L’Europe est passée d’une coopération économique a une absurdité erigée en règle absoliue: pas plus de 3% de déficit ou la mort. Le résultat ? Il n’y a jamais eu autant de chômeurs, de pays ruinés et aussi peu de croissance. Prétendre « réorienter l’Europe » dans le cadre des traités actuels est une mystification. Les traités bloquent tout ! Il faut donc refonder l’Europe en partant sur d’autres bases.


Le traité transatlantique a été au cœur de cette campagne. Pourquoi y êtes-vous opposé ?

Ce grand marché Etat-Unis-Europe va unifier les normes, à propos des marchandises, de leur contenu, de la manière de les conditionner et de les vendre. L’alignement par le bas est garanti d’avance. Nous avons pris l’exemple du poulet américain lavé à la javel. Cela donne un contenu très concret à cette question. L’électeur pourra dire oui ou non à ce traité en élisant les députés qui vont se prononcer à son sujet.


Comment lutter contre l’austérité?

L’austérité ne mène nulle part. On le voit, les Grecs en sont à leur cinquième année de récession. Or, on ne peut rompre avec cette politique que si les etats peuvent se financer auprés de la Banque centrale publique et pas sur le marché financier privé, qui nous fait dépendre d’agences de notation et de fonds de placement. Bien sûr, c’est très difficile. C’est pourquoi il est important qu’il y ait un parti anti-austérité comme le Front de gauche. Sinon on finirait pas croire qu’il n’y a qu’une politique possible.


Le risque d’abstention est majeur pour ce scrutin…

Il y a une forme d’insurrection froide. Les gens se demandent à quoi ça sert, surtout quand ils ont voté non au traité européen de 2005 et que Sarkozy et le PS ont fait comme si c’était « oui ». Ce searit dommage si cette colère ne se traduise pas par un vote en notre faveur, qui nous aide à construire une nouvelle alliance avec les verts et avec les dissidents PS. L’abstention est un cadeau aux sortants.


Le FN est donné en tête. Croyez-vous à sa victoire ?

Aux yeux du monde, une victoire de l’extrême droite en France serait un signal terrifiant. Mais quels que soient les résultats, je persiste et signe en face de Marine Le Pen : non, le problème, ce n’est pas l’immigré, c’est le financier.

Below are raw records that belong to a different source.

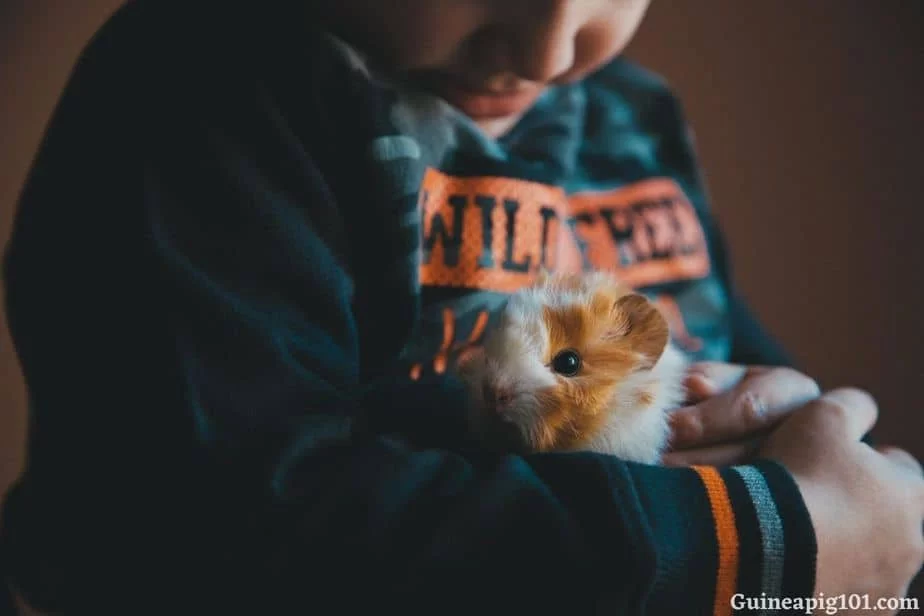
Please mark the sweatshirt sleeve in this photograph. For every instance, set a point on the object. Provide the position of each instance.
(205, 418)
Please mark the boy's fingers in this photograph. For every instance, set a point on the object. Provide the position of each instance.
(848, 412)
(903, 459)
(707, 379)
(756, 403)
(717, 455)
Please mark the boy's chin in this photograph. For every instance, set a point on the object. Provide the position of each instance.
(498, 127)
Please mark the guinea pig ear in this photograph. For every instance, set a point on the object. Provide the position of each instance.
(643, 326)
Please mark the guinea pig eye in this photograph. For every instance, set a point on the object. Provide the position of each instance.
(567, 363)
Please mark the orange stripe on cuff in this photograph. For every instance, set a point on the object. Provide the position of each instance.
(726, 578)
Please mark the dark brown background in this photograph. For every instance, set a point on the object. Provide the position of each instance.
(809, 120)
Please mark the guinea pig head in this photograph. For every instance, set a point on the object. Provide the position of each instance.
(557, 365)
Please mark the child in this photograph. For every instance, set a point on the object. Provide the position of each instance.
(252, 246)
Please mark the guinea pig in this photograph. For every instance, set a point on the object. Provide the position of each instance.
(576, 362)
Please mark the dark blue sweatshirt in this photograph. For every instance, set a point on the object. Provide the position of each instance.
(241, 269)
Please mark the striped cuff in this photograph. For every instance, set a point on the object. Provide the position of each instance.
(765, 544)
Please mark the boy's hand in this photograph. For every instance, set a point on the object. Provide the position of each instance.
(731, 411)
(867, 505)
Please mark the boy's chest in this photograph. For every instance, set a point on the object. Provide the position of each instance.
(484, 237)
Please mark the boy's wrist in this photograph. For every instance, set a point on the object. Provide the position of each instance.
(778, 542)
(744, 532)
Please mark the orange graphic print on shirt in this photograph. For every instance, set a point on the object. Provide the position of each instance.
(494, 233)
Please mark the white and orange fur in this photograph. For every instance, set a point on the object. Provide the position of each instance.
(630, 378)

Et la meilleure manière de défendre la France, ce n’est pas d’abandonner l’euro à Angela Merkel.


Il y a plusieurs mois, vous espériez devancer le PS. Aujourd’hui vous visez un score à 10%…

J’ai dit un score à deux chiffres. Mon but reste le même. Non, il n’y a pas qu’un choix possible dans ce pays, le PS ou la droite et l’extrême droite. Oui, autre chose est possible. Un bon score nous permettra d’imposer cette idée au centre de la scène a gauche.


Le geste fiscal annoncé vendredi par Manuel Valls est-il suffisant ?

C’est purement électoraliste. Il retire des impôts à des gens qui n’en payaient pas avant que le gouvernement socialiste leur en fasse payer. On finit par s’y perdre. Manuel Valls défait les mesures fiscales décidées par Jean-Marc Ayrault et présente cela comme un progrès.Hollande réforme sa réforme territoriale ! Cela donne le sentiment d’une politique de gribouille.

Pour la première fois, les élections européennes vont influer sur le choix du président de la Commission. Pour vous, Martin Schulz, soutenu après le PS, est un mauvais candidat ?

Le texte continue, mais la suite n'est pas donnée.